光希の言葉を聞いて、有紗が呆れ顔で振り向いた。本当にわかってないの?と顔に書いてある。


「分かんないの?お父さんが帰ってくるの一番心待ちにしていたのは、お母さんだったじゃない」


「そうだったの?」


「これだから男って駄目なのよ」


有紗にはこれ以上説明する気はないらしい。もう一度ドアの方を覗いた有紗に、光希は尋ねた。

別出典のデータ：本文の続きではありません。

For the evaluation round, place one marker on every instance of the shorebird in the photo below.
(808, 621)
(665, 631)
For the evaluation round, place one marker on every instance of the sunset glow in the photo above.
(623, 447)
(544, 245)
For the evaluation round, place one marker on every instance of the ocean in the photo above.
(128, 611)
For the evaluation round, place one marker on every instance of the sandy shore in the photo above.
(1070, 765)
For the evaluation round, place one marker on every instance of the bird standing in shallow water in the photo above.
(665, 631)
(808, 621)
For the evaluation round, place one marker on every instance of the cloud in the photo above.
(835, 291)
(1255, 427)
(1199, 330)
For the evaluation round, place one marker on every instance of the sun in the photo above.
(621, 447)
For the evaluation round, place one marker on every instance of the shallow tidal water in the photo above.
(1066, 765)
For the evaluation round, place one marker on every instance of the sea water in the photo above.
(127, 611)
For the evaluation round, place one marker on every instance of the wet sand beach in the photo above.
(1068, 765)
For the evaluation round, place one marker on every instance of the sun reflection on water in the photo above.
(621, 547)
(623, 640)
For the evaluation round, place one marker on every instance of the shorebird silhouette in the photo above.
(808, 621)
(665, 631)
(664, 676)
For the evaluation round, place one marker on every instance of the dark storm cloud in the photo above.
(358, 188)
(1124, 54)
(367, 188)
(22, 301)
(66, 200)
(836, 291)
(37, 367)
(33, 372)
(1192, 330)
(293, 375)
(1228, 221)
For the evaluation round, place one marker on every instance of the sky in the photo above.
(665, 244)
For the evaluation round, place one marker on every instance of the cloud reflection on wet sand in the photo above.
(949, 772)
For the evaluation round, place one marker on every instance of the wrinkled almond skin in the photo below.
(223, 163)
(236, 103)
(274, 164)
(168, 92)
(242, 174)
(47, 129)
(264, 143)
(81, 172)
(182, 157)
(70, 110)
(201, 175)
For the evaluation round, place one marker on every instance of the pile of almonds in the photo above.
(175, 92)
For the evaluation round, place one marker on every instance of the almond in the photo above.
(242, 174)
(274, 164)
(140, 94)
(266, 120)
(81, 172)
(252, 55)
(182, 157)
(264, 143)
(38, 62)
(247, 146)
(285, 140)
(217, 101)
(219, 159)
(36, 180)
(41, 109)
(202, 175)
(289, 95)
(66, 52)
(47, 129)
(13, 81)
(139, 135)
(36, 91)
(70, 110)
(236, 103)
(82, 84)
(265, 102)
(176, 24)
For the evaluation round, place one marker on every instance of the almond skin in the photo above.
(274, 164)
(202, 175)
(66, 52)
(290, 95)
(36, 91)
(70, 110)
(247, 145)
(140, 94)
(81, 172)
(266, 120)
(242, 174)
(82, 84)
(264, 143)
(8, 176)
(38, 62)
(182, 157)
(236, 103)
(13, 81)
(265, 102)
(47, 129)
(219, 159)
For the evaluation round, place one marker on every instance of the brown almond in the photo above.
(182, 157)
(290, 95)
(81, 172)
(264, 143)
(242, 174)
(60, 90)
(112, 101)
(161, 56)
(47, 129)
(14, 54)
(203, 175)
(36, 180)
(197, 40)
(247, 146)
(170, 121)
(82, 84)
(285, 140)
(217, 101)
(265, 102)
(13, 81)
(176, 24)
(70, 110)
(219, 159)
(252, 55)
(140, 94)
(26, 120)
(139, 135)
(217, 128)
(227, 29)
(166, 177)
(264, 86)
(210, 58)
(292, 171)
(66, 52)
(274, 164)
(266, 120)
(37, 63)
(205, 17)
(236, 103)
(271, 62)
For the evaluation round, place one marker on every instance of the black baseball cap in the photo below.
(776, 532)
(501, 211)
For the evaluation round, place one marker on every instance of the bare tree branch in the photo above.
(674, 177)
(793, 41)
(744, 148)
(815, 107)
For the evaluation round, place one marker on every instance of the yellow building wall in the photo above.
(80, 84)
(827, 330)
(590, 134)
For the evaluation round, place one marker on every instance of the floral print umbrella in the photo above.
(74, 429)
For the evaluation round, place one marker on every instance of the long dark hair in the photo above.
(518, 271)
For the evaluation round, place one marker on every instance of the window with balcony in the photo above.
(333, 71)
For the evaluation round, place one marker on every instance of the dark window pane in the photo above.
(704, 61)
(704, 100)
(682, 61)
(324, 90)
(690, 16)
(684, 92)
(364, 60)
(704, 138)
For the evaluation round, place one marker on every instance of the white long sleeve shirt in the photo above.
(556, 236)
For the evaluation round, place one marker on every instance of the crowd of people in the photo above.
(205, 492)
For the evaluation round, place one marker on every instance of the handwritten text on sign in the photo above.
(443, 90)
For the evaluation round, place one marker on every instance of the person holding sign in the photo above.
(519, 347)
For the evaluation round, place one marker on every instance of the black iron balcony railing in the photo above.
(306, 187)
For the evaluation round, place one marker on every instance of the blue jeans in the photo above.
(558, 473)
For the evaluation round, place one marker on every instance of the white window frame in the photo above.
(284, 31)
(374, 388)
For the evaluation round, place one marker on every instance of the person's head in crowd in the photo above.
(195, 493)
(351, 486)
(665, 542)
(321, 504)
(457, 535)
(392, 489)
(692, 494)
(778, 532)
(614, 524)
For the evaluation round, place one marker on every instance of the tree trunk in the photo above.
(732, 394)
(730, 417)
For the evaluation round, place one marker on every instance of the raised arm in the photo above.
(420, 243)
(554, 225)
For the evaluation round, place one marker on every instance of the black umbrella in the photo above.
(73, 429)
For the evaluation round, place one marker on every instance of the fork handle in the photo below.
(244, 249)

「こんなところにいたら寒いだろ?何か飲みたいなら一階に行ってお祖母ちゃんに淹れてもらおうよ」


「まだ起きてるかな?」


「多分。あーちゃんだって風邪ひいちゃうだろ」


「そうしよっか。コウ君も来る?」


「僕も。でもひとりで行けるだろう?」


「……暗いの怖いもん」


「あーちゃん何歳だよ」


二人で声を潜めながら、兄妹はゆっくりと階段を下りて行った。






     ★8★

「今の音って?」


そう聞いたママに僕は若干の自信をもって答えた。


「多分光希と有紗じゃないか」


その答えを聞いてママもちょっと照れたように


「そうかも。有紗は気が回るのよ」


と言った。お皿が片付いたテーブルの上を台拭きで拭きながら、食器を洗い始めたママに僕は提案してみる。


「明日夜は仕事が空いているから、久しぶりに二人で食事に行かないか?学生のころは連れて行ってあげられなかったようなお店、今度は連れて行ってあげるよ」


「いいね。あ、でも折角なら四人で行こうよ」


「子どもたちもつれてか。ママが良ければそうしようか?」


「だって子どもたちと一緒に出掛けることも、どんどん減っちゃうでしょ。わたしは家族みんなで行きたいな」


「光希ももうすぐ家を出ちゃうしな。じゃあ明日はみんなでご飯を食べに行こう」


台拭きをすすいでからシンクに戻すと、それにね、と隣でママが言った。


「特別なところは誰と行っても楽しいけれど、小さなお出かけでも楽しいと思えるのは、家族だから、パパとだからよ」


その一言を聞いただけで、僕には十分だった。


「でもそれ、僕がこの間教えてあげた名言だよね?」


「あ、ばれた?」


ママが笑ってごまかそうとする。


「でも、本当にそう思ってるよ」


僕はなんと返したらいいかわからなくて、ただ一言


「ありがとう」


とだけ答えた。




 十二月二十五日、クリスマス。窓の外でこの街では何年かぶりの雪が降り始めていた。